The phone started ringing. Colleagues who’d dismissed neural networks for years suddenly wanted to know more. Within months, Google acquired Hinton’s startup for $44 million. Within a year, neural networks would be the dominant paradigm in AI. Within a decade, they would power everything from voice assistants to self-driving cars to ChatGPT.

But here’s the remarkable part: the core algorithm that made AlexNet work was invented in 1986. The math hadn’t changed. The architecture was similar to networks from the 1990s. What changed was data, compute, and a few clever tricks.

In this module, you’re going to learn that algorithm from scratch. Not by using PyTorch or TensorFlow, but by building every component yourself in pure Python and NumPy. By the end, you’ll understand exactly what happens when a neural network “learns”—and you’ll have built one that can read handwritten digits with 97% accuracy.

This isn’t just historical education. The engineers who understand what’s happening under the hood—not just how to call .fit()—are the ones who debug the hard problems, design new architectures, and push the field forward. Today, you join their ranks.


By the end of this module, you will:

  • Understand what a neural network actually IS (not just how to use one)
  • Implement forward propagation from scratch
  • Derive and implement backpropagation by hand
  • Train a network on MNIST without ANY frameworks
  • Visualize the learning process
  • Understand WHY neural networks work

You’ve used neural networks through APIs and frameworks. You’ve seen them perform magic—generating text, recognizing images, understanding speech. But what’s actually happening inside?

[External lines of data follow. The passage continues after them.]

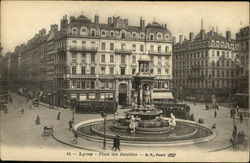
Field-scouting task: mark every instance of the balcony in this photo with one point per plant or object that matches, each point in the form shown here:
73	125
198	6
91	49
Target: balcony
196	66
83	49
74	76
123	51
152	52
196	76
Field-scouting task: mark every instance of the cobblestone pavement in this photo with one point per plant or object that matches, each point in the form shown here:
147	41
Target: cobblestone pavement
19	132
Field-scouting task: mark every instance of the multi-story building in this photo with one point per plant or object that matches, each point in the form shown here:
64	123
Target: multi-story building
242	95
205	65
97	61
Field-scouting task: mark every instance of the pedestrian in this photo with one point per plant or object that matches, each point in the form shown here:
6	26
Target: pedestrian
70	124
58	115
38	120
214	127
114	143
74	141
241	118
215	114
22	110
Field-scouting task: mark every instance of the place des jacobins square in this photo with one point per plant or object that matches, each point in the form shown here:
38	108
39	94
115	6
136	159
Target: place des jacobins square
104	85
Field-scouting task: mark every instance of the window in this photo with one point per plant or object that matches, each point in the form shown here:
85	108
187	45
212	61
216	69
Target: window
74	31
111	70
83	57
122	58
141	48
159	71
78	84
151	37
103	46
83	70
92	33
166	49
133	71
83	84
111	46
123	35
218	53
74	70
151	47
122	71
123	46
159	49
159	36
134	59
92	85
102	70
103	58
92	57
111	58
92	70
142	36
111	34
134	47
83	44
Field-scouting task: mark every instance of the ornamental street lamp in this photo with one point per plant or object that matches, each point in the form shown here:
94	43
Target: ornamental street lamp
73	105
104	116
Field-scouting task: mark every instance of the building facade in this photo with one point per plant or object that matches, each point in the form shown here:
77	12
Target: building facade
205	66
242	95
87	60
97	61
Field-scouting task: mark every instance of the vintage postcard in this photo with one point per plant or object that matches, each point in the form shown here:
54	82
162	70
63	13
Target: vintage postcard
124	81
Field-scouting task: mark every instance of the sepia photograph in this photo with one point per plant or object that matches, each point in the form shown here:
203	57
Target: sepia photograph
123	81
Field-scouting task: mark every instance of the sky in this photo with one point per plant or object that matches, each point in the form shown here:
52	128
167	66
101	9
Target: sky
21	20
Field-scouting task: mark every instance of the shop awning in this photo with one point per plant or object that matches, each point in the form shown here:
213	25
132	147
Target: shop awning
162	95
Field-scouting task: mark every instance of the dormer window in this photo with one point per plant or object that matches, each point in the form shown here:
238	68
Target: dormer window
159	36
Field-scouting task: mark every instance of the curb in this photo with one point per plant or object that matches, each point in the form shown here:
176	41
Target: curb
75	146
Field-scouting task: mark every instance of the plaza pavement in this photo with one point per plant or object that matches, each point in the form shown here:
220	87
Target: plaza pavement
19	131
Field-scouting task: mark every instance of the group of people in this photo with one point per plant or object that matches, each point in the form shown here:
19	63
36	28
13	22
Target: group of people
237	139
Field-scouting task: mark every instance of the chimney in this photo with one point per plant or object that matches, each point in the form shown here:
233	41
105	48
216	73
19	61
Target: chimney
191	37
142	24
96	19
109	20
181	39
228	36
174	40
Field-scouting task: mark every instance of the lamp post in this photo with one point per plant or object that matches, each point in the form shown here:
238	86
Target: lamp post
73	105
104	116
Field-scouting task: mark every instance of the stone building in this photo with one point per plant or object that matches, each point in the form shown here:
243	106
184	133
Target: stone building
242	95
205	65
96	61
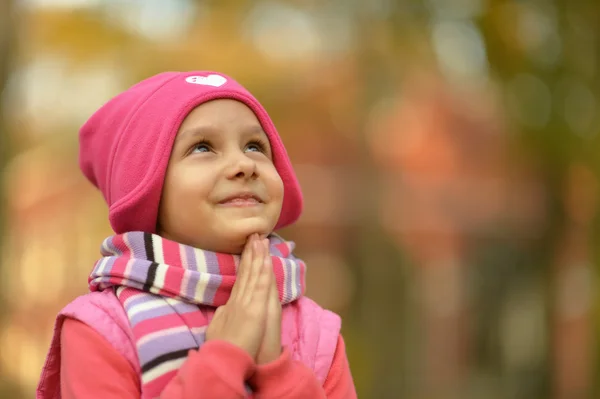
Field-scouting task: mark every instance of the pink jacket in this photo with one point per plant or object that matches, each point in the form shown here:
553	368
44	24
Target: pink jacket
309	332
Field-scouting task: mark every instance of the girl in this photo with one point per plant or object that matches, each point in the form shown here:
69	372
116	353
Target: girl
195	296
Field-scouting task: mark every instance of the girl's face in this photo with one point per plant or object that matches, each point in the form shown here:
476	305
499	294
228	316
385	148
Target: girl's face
221	185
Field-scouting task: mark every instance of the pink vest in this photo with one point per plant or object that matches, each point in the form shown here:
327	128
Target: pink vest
310	332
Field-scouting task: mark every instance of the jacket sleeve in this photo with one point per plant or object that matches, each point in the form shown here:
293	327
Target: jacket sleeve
91	368
289	379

A neural network is just a function.

That’s it. A very complex, parameterized function that takes inputs and produces outputs. The “learning” is just finding the right parameters.

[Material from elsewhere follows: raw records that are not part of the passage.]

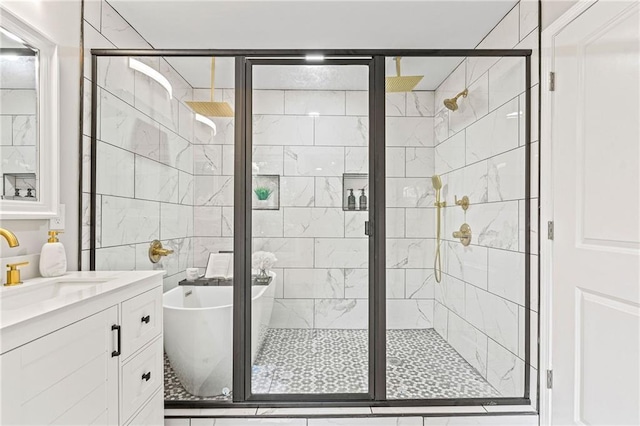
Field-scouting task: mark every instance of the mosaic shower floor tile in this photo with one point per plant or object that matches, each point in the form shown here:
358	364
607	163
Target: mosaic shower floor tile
420	365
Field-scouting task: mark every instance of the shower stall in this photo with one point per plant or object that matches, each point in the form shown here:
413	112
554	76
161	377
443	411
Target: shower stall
383	200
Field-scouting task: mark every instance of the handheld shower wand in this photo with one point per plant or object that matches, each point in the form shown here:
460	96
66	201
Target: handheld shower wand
437	261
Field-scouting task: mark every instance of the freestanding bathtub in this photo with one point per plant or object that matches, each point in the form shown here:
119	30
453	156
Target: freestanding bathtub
198	334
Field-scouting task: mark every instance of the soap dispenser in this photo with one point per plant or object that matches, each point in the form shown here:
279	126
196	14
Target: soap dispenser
53	258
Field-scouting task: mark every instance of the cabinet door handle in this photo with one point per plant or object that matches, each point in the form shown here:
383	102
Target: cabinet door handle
118	351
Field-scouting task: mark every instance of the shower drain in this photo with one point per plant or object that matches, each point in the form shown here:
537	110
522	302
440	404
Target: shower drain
394	361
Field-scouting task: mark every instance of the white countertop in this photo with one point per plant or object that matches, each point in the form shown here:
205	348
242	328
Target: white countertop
101	283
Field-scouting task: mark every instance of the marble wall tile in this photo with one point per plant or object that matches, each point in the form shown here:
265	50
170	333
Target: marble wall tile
207	221
125	127
176	221
18	102
408	314
297	191
420	223
409	192
468	342
471	108
356	160
409	253
507	176
120	258
356	283
268	101
114	171
440	319
409	131
314	284
290	252
506	275
267	223
185	188
175	151
505	371
496	224
313	161
493	315
421	104
341	131
395	162
115	76
395	225
341	253
319	102
504	36
396	104
420	284
267	160
450	154
213	191
292	313
357	102
494	134
506	81
420	162
118	31
25	130
282	130
341	313
328	192
128	221
450	292
468	264
207	159
354	224
155	181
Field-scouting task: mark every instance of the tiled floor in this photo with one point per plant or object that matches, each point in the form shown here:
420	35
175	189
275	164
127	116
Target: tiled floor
420	365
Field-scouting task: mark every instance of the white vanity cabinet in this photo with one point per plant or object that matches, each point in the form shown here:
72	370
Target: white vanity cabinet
103	367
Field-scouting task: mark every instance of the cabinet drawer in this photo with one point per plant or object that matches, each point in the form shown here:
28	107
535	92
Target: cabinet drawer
141	320
141	377
152	414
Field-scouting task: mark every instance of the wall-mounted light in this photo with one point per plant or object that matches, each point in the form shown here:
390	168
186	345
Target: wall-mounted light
208	122
147	70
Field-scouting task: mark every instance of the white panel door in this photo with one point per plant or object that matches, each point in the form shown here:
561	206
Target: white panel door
596	209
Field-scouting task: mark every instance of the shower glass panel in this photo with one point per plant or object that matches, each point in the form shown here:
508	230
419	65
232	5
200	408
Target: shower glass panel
456	312
310	253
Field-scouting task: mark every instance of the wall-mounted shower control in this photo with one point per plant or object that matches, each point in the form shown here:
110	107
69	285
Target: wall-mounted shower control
464	202
464	234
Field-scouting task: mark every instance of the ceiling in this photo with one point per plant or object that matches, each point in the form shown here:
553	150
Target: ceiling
301	24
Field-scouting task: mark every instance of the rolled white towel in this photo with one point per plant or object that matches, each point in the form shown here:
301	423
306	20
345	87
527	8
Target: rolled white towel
220	265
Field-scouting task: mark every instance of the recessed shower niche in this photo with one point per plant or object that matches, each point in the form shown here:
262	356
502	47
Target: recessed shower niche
353	310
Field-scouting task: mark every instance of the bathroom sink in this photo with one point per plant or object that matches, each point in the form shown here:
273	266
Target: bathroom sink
48	290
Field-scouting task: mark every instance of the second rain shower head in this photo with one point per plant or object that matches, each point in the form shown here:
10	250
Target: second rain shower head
452	104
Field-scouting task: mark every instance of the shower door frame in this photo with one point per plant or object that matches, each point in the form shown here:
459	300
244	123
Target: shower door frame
377	266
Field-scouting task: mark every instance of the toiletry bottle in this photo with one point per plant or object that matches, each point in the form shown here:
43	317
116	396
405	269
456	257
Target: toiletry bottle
53	258
351	200
363	200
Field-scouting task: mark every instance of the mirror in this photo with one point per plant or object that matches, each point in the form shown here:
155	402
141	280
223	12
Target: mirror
28	122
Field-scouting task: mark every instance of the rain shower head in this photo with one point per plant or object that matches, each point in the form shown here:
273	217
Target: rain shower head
211	108
452	104
437	182
401	83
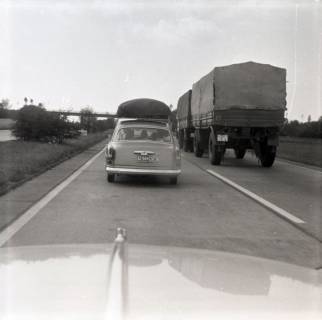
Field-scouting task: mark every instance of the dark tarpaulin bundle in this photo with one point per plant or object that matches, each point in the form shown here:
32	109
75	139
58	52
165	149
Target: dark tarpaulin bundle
143	108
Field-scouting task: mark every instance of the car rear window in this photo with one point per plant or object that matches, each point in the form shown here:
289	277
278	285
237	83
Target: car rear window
143	133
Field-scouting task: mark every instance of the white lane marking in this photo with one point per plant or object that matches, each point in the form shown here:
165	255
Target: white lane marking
299	165
13	228
258	199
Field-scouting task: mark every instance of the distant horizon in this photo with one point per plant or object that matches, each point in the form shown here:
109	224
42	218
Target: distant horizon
72	54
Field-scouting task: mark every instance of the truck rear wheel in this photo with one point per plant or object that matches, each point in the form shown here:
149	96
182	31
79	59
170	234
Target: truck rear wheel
215	153
198	151
240	153
268	156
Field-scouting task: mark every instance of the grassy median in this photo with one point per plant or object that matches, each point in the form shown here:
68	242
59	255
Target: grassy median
21	160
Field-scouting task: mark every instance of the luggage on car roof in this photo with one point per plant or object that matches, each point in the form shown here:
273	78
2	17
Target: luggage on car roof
143	108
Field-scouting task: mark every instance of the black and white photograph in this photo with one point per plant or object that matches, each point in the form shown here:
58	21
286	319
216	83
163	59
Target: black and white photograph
160	159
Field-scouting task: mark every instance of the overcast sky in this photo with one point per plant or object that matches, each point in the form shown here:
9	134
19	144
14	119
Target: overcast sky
69	54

Think of it like a combination lock with millions of dials. Each dial is a parameter. When you “train” a neural network, you’re slowly turning each dial until the lock opens—until the function produces the right outputs for your inputs. The genius of neural networks isn’t the lock itself; it’s the algorithm that figures out how to turn all those dials simultaneously.

Neural Network = f(x; θ)
Where:
x = input (image, text, numbers)
θ = parameters (weights and biases)
f = the function we're learning

The magic isn’t in the architecture - it’s in the learning algorithm that finds good values for θ.

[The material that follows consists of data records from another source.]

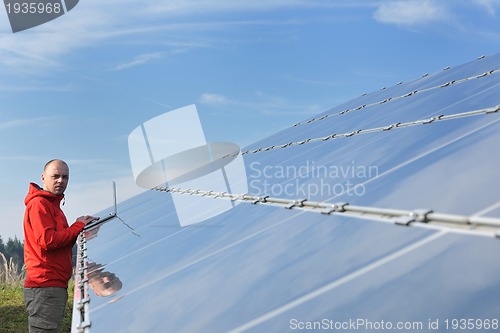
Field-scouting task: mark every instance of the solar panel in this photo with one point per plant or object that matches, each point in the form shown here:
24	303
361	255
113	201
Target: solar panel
379	214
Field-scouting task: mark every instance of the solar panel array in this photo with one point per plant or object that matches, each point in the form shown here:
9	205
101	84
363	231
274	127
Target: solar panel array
379	214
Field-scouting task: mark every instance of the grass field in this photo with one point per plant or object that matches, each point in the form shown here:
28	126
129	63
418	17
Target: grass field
13	316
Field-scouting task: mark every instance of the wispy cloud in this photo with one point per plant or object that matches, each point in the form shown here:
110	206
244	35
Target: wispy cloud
489	5
139	60
410	12
262	103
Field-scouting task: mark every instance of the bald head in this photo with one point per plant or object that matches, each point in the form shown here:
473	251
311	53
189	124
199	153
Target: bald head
55	176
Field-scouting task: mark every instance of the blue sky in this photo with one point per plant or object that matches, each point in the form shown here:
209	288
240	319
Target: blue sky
74	88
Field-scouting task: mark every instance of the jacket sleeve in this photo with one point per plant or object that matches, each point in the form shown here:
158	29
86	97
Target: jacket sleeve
44	227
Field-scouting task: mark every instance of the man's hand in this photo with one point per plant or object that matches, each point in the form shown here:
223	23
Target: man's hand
87	219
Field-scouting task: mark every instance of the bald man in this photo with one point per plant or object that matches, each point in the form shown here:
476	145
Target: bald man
48	243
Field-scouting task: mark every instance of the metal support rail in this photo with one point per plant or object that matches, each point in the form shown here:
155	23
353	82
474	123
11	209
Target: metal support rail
83	286
427	121
475	224
411	93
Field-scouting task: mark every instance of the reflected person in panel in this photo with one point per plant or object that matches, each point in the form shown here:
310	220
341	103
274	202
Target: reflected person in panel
48	243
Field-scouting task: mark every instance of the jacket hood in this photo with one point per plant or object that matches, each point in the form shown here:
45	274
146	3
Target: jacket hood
36	191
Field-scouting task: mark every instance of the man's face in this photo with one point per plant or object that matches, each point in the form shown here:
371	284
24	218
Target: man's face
55	178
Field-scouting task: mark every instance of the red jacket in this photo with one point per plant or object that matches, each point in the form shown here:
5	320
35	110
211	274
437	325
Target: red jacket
48	240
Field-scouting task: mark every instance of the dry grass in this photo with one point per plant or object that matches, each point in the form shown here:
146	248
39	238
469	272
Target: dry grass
13	316
10	273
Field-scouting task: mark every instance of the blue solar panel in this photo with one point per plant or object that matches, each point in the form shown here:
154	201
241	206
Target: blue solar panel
429	146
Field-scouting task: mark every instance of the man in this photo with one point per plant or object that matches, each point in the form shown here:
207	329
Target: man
48	243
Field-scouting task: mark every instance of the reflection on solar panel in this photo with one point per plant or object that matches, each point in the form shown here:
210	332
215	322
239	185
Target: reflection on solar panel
380	214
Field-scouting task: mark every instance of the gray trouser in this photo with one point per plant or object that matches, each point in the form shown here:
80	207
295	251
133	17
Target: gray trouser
45	308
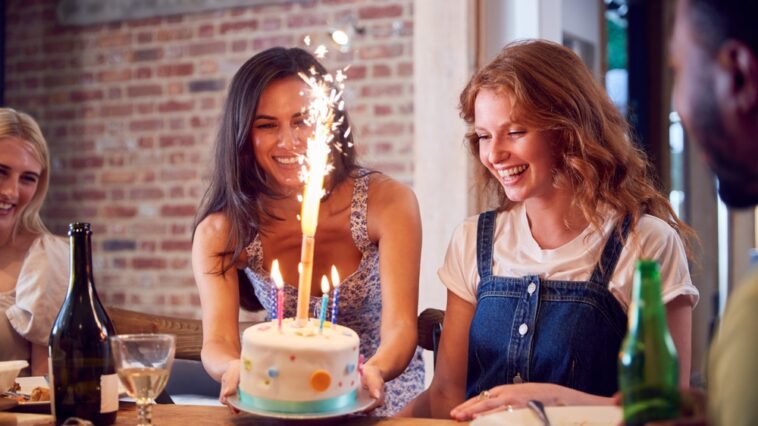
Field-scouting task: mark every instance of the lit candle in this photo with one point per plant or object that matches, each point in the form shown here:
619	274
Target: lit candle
336	284
324	302
276	275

Did You Know? The Tumultuous History of Neural Networks

Section titled “Did You Know? The Tumultuous History of Neural Networks”

The story of neural networks is a tale of boom and bust, faith and vindication. Understanding this history helps you appreciate why the field looks the way it does today.

In 1943, neurophysiologist Warren McCulloch and mathematician Walter Pitts published “A Logical Calculus of the Ideas Immanent in Nervous Activity.” They proposed the first mathematical model of a neuron.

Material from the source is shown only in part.